Capitalism has taken more people out of poverty than anything else on planet earth and produced incredible abundance and flourishing in the past 200 years. Socialism has failed every time it has been tried. (Also stop describing everything you don’t like as “Capitalism”, it is intellectually lazy, instead describe what aspect of Capitalism caused the thing you don’t like directly and provably and with a clear alternative that wouldn’t have had worse downsides)

Good critiques of Capitalism are important to help it continue to evolve, compete, and win in a competitive marketplace of ideas.


I have increasingly noticed this general trend (here, on Reddit, and elsewhere) to just blame a myriad of societal ills on “Capitalism”. Sometimes it’s related to economics or whatever, but more often it’s really a non-sequitur. Some of the problems blamed on Capitalism, it’s not at all clear how communism or socialism or any other system would result in a different outcome. It’s become a thought-ending cliche.


Agree, just tribal signaling, “thing I thoughtlessly think is bad is bad”

I feel the same about every bad weather event being “caused” by climate change in the media. The models predictions are so vague people could blame anything on climate change. Not saying climate change isn’t happening, it is, but blaming everything on it is intellectually dishonest, costs legitimacy, and can lead to poor policy.

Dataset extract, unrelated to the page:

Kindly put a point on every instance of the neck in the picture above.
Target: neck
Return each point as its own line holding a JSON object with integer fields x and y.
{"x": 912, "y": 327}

> Capitalism has taken more people out of poverty than anything else on planet earth and produced incredible abundance and flourishing in the past 200 years.

That's not wrong, but it came at the cost of massively depleting the oil reserves and polluting the ecosystems.


The same Would have happened with communism or any other economic system, unless we were kept at a pre-industrial level of tech. Collectivist systems don't particularly take better care of their environment.